使用二次公式的简单二次方程计算器

Question

我想知道是否有人可以帮助我解决这个（初学者）问题。 我正在创建一个非常基本的二次方程计算器。我在下面列出了我的代码以及 cmets（代码顶部的那些 sn-p 解释了我必须做什么）。我在网上查看了多种解决方案并尝试了自己，但似乎我一直得到不正确的 x1 和 x2 值。如果有人可以指导我，我会非常高兴。干杯。

/* 
create program to calculate x for quadratic equation. (a, b and c)
1) create function which prints out roots of quad equation.
2) throw exception if b2 - 4ac is less than 0.
3) call the function from main.
*/

#include <iostream>
#include <cmath>
#include <string>

using namespace std;

double roots() { //return type, function name, parameters and body of function.
    double a = 0, b = 0, c = 0, x1, x2;
    double discriminant = (b * b) - 4 * a * c;
    cout << "Enter roots of quad equation (in order: a, b, c) " << endl;
    cin >> a >> b >> c;

        if (discriminant >= 0) {

            cout << "Your quadratic equation is: " << a << "x squared + " << b << "x + " << c << " = 0 " << endl;
            x1 = -b + sqrt(discriminant) / (2 * a);
            x2 = -b - sqrt(discriminant) / (2 * a);
            cout << "x1 = " << x1 << endl;
            cout << "x2 = " << x2 << endl;
        } 
        else {
            cout << "Negative value returned from (b2 - 4ac), please try again! " << endl;
            exit(1);
        }   
}

int main() {

    cout << "Quadratic Equation Calculator " << endl;
    roots();




    return 0;
}

Answer 1

这是一个简单的错误。

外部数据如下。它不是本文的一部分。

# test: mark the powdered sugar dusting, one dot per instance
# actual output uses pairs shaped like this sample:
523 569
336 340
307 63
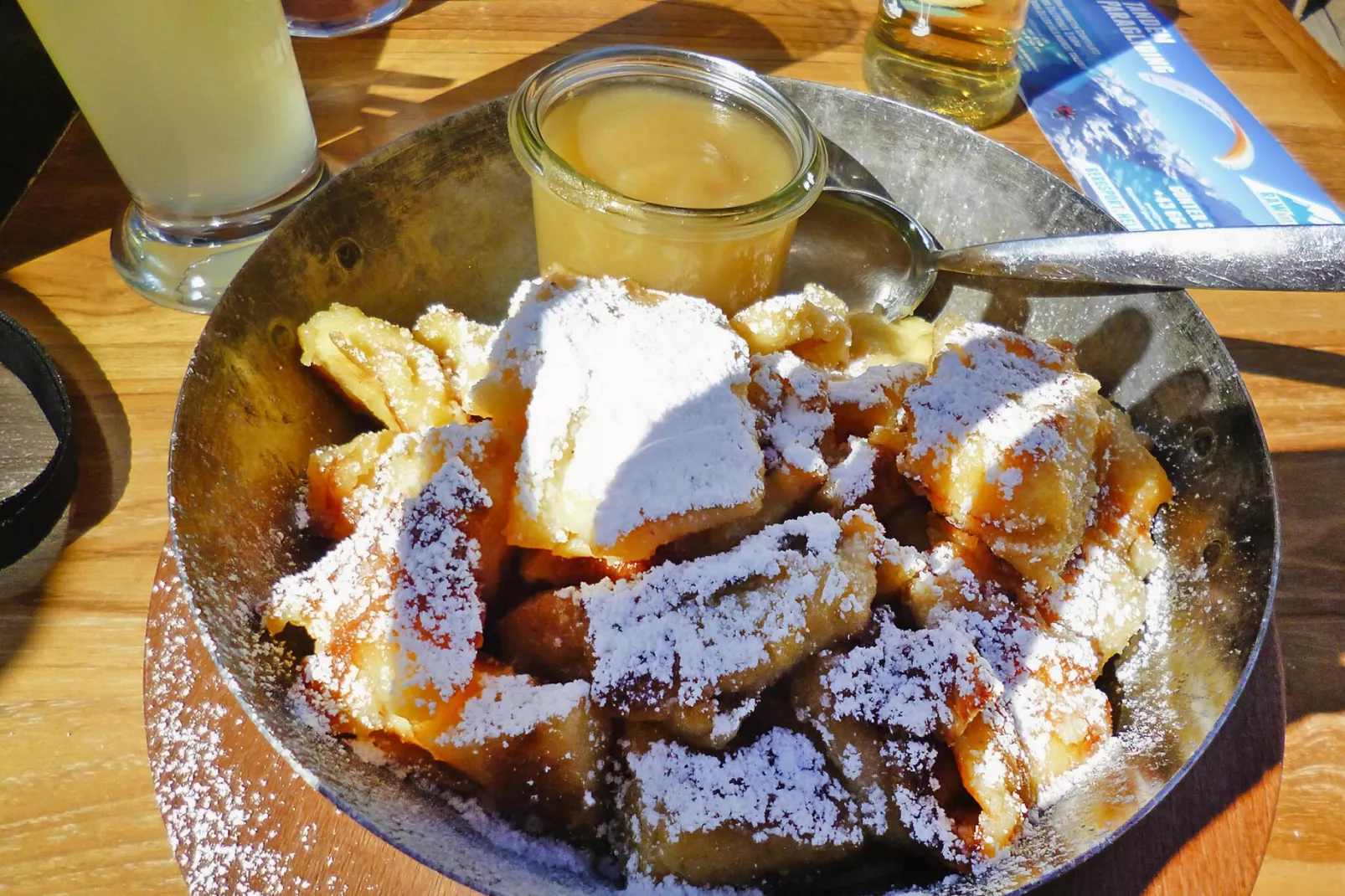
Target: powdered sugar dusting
916 681
795 419
663 634
778 787
204 794
406 579
872 388
853 476
998 388
513 705
638 406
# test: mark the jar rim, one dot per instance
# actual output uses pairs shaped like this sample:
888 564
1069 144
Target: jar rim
714 75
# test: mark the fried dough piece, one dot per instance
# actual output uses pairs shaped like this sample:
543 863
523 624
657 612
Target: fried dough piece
1131 483
872 399
395 608
1051 716
546 569
546 636
994 770
716 820
337 474
1103 595
381 470
672 643
958 572
876 341
631 409
910 790
868 475
876 708
812 324
379 368
463 348
539 752
1001 440
919 683
794 428
1049 701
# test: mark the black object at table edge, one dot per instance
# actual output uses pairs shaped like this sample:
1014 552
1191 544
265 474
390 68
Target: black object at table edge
27 516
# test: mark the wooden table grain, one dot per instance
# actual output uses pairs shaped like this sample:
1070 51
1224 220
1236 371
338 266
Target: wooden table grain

您只是以错误的顺序放置了代码行。这应该可以解决它：

/* 
create program to calculate x for quadratic equation. (a, b and c)
1) create function which prints out roots of quad equation.
2) throw exception if b2 - 4ac is less than 0.
3) call the function from main.
*/

#include <iostream>
#include <cmath>
#include <string>

using namespace std;

double roots() { //return type, function name, parameters and body of function.
    double a = 0, b = 0, c = 0, x1, x2;
    cout << "Enter roots of quad equation (in order: a, b, c) " << endl;
    cin >> a >> b >> c;
    double discriminant = (b * b) - 4 * a * c; // restructed this line

        if (discriminant >= 0) {

            cout << "Your quadratic equation is: " << a << "x squared + " << b << "x + " << c << " = 0 " << endl;
            x1 = -b + sqrt(discriminant) / (2 * a);
            x2 = -b - sqrt(discriminant) / (2 * a);
            cout << "x1 = " << x1 << endl;
            cout << "x2 = " << x2 << endl;
        } 
        else {
            cout << "Negative value returned from (b2 - 4ac), please try again! " << endl;
            exit(1);
        }   
}

int main() {

    cout << "Quadratic Equation Calculator " << endl;
    roots();




    return 0;
}

Answer 2

您遇到的判别式问题可能会教您编写一个函数来计算判别式，例如：

double f_discriminant(double a,b,c){
  return b*b-4*a*c;
}

像这样，你的代码变成（基于 PranavaGande 的改进）：

...
double roots() { //return type, function name, parameters and body of function.
    double a = 0, b = 0, c = 0, x1, x2;
    cout << "Enter roots of quad equation (in order: a, b, c) " << endl;
    cin >> a >> b >> c;
    double discriminant = f_discriminant(a, b, c); // restructed this line
...

这里的好处是，如果你需要再次计算判别式，你可以只使用你为它编写的函数。 （这个例子很明显，但是你会遇到更难开发的功能）

Answer 3

问题在于计算判别式的那一行：

double discriminant = (b * b) - 4 * a * c;

这一行出现在您为 a、b 和 c 分配非零值之前。在执行此操作时，所有这些变量都等于零，因此判别式也为零。要使用用户的值计算判别式，该行需要在该行之后：

cin >> a >> b >> c;

原因是算术计算只执行一次，就在它写入的那一行；之后， = 运算符（赋值）将该结果放入变量中。之后，该变量不记得该值是如何到达那里的，也无法使用旧表达式中的新值“刷新”自身。您可以通过将判别式设为 a、b 和 c 的函数来近似。